America has badly bungled its COVID-19 response to the point where we're currently facing the options of perpetual lockdowns or letting things reopen without sufficient means of controlling the virus's spread.

Neither is appealing, but if forced to chose between the two, I think the latter is preferable in perhaps all but the hardest-hit cities. Months into this pandemic, people are about as informed of the risks of COVID-19 as they're ever going to be and can decide for themselves which activities they think are safe.

That's not a perfect solution. There are externalities to individuals' behavior during COVID-19. But lockdowns and business closures are only one—increasingly costly and rather draconian—means of dealing with those externalities.

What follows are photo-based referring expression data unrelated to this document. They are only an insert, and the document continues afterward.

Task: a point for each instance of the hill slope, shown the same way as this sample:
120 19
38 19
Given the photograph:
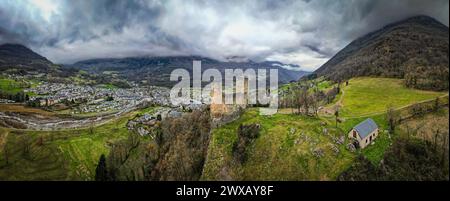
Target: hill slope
22 58
156 70
415 49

Instead of bailing out bars, states should let them reopen. Potential patrons should exercise caution in deciding whether to go to them. Businesses that can't offer a safe enough environment to attract patrons should be allowed to fail. And governments worried about the health consequences of operational pubs should get serious about adopting other strategies for containing COVID-19 that don't involve locking people in their homes for months on end.